This is a very simple proof-of-concept which, with community collaboration, could easily form the basis of much more efficient Arc execution. If you can see value in this approach and would like to get involved please raise an issue. If sufficient demand is reached we can set up a more formal discussion forum.
How to run
Clone the repository
This respository has a submodule with the TPC-H data in it for easy execution demonstration. So when cloning add the recusive capability:
git clone --recurse-submodules https://github.com/tripl-ai/box.git
To execute a job via the command line you can use the the provided
./box.sh file which will execute
job.json and is intended to show the basic functionality.
You will need to have Rust installed (see rustup) and then add the
rustup toolchain install nightly
after the initial Rust install. The Rust
nightly version is currently required for the
simd support. Some packages may need to be install to compile such as
cmake but if you check the build output it should indicate any missing packages.

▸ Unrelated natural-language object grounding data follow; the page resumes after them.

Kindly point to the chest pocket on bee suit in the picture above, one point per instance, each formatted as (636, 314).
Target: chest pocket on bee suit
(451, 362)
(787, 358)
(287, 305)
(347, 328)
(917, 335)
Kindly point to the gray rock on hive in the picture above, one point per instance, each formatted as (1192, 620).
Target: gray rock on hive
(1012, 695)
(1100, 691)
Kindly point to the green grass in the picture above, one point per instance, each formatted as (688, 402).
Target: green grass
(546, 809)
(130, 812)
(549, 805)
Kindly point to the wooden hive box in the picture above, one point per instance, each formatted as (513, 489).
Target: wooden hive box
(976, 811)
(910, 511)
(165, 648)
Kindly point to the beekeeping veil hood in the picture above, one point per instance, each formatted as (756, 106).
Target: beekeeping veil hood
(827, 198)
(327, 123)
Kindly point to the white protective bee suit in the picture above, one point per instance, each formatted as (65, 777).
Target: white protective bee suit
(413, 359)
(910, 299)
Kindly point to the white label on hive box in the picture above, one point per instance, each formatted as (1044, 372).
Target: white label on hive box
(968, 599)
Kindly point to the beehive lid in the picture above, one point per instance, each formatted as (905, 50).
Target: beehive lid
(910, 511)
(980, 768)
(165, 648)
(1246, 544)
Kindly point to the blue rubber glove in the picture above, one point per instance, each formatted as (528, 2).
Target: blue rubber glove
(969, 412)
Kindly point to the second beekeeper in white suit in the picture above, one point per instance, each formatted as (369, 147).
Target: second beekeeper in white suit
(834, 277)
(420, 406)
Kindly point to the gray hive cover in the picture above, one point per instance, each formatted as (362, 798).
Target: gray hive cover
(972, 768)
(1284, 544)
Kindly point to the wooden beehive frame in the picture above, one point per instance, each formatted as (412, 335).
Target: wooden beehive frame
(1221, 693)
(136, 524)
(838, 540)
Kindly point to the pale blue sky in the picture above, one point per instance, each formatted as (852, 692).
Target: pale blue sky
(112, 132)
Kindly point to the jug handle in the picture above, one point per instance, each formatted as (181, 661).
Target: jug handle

Please note that if running on WSL or Windows you may need to convert the line endings to Unix format (LF) in order to run the script. When checking out the code they may be automatically changed to Windows line endings (
CRLF) depending on your config. If you would like to git to not convert
CRLF line endings then you can set core.autocrlf to false:
git config --global core.autocrlf false
See Customizing Git for more information.
To execute the notebook functionality execute the provided
./notebook.sh file. The
box.ipynb file is a demonstration and is intended to show the basic notebook functionality. You will need Docker installed (see Docker).
The notebook functionality relies on code copied and modified from the evcxr crate.